En transport électrique, l’ère des projets pilotes est révolue. La Société de transport de Laval (STL) a déjà intégré à son service régulier un autobus électrique, acquis en 2012, après lui avoir fait subir un protocole de tests rigoureux. Typiquement, l’autobus peut effectuer une sortie de 90 km environ en pointe du matin, rentrer au garage pour une recharge partielle et repartir effectuer 70 km de service en pointe de l’après-midi. Des présentations ont déjà été effectuées dans différents forums, et la conclusion manifeste est qu’un tel véhicule malgré sa désuétude – comparé aux autobus sur le marché en 2017 – est déjà en mesure de remplacer 25 % des autobus de la STL qui ont une charge quotidienne de travail compatible avec ces performances.

Or, depuis 4 ans, la technologie a évolué très rapidement et les manufacturiers et exploitants qui utilisent des véhicules électriques se comptent par centaines en Europe, en Asie et en Amérique. Le Conseil d’administration soutient quatre initiatives de la STL, qui sont en cours et seront présentées en détail :

  • Les tests de deux autobus électriques avec prolongateurs d’autonomie;
  • La préparation de l’électrification complète d’une première ligne d’autobus;
  • La planification de la construction d’un nouveau garage pour accueillir des autobus électriques dès 2022;
  • Une mobilisation de tous les départements, afin de préparer la transition vers l’électrification de la flotte entière de la STL.

Des autobus électriques avec prolongateur d’autonomie

La STL est résolument à la recherche d’autobus qui lui permettront d’assurer son service en réduisant son empreinte environnementale, sans ajouter de contraintes opérationnelles coûteuses dans la gestion quotidienne de la flotte. Une manière d’y parvenir serait évidemment l’acquisition d’autobus totalement électriques, avec une autonomie similaire à celle des autobus consommant du diesel ou hybrides actuels, de l’ordre de 900 km environ. Une autonomie moindre serait suffisante puisque le maximum demandé à un autobus pour une journée excède rarement 450 km. De cette manière, l’autobus ne perd pas de temps en recharge durant la journée sur le réseau.

Cependant, malgré la rapidité avec laquelle la technologie évolue, un tel véhicule, avec le niveau de fiabilité requis pour rendre le service auquel s’attend la clientèle, n’existe pas encore. La réduction des coûts et l’accroissement de la densité des batteries permettront certainement, un jour, au marché de proposer de tels véhicules.

Mais d’ici là, une autre solution envisagée permettant d’opérer en réduisant les contraintes se trouve dans un autobus électrique avec prolongateur d’autonomie. Comme certains modèles de voitures aujourd’hui, ces véhicules roulent en mode électrique et se rendent au bout de l’autonomie des batteries, qui sont ensuite rechargées par un moteur diesel dimensionné permettant de prolonger l’autonomie et d’obtenir une consommation de carburant inférieure même à celle d’un autobus hybride standard.

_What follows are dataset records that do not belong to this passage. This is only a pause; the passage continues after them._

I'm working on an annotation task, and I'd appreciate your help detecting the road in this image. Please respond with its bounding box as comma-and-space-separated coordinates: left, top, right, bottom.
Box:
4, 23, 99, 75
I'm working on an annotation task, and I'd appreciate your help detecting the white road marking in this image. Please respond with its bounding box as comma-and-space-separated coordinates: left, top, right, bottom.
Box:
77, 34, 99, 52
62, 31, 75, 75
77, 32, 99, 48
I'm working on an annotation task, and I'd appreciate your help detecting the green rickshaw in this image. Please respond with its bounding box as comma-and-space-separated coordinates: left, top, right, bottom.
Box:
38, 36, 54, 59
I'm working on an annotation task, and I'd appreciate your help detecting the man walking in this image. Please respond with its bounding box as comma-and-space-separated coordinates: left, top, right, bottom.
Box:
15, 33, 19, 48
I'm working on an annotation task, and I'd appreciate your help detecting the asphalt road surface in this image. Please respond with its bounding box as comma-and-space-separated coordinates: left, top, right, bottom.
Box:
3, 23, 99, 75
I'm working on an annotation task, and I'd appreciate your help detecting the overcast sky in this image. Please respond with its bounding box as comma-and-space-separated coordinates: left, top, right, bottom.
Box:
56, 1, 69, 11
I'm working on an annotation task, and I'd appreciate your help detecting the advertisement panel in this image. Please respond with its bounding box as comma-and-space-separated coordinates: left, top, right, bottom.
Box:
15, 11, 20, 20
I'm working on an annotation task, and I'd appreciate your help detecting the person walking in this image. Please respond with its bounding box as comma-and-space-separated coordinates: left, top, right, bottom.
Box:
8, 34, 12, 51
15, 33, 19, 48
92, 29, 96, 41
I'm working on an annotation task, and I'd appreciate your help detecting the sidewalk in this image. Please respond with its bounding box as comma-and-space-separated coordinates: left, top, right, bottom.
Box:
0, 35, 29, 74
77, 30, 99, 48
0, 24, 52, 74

Dans ce contexte, la STL a récemment annoncé qu’elle envisageait de mettre au banc d’essai deux autobus électriques avec prolongateur d’autonomie, en partenariat avec la firme TM4 Inc. et le motoriste Cummins Inc. Aussi dans le cadre de ce projet, la STL a fait l’acquisition d’une borne de recharge rapide et automatisée qui sera installée en terminus, pour permettre d’évaluer le potentiel de recharges d’appoint stratégiquement effectuées en cours de journée, à des moments où l’impact sur les opérations est faible ou presque nul.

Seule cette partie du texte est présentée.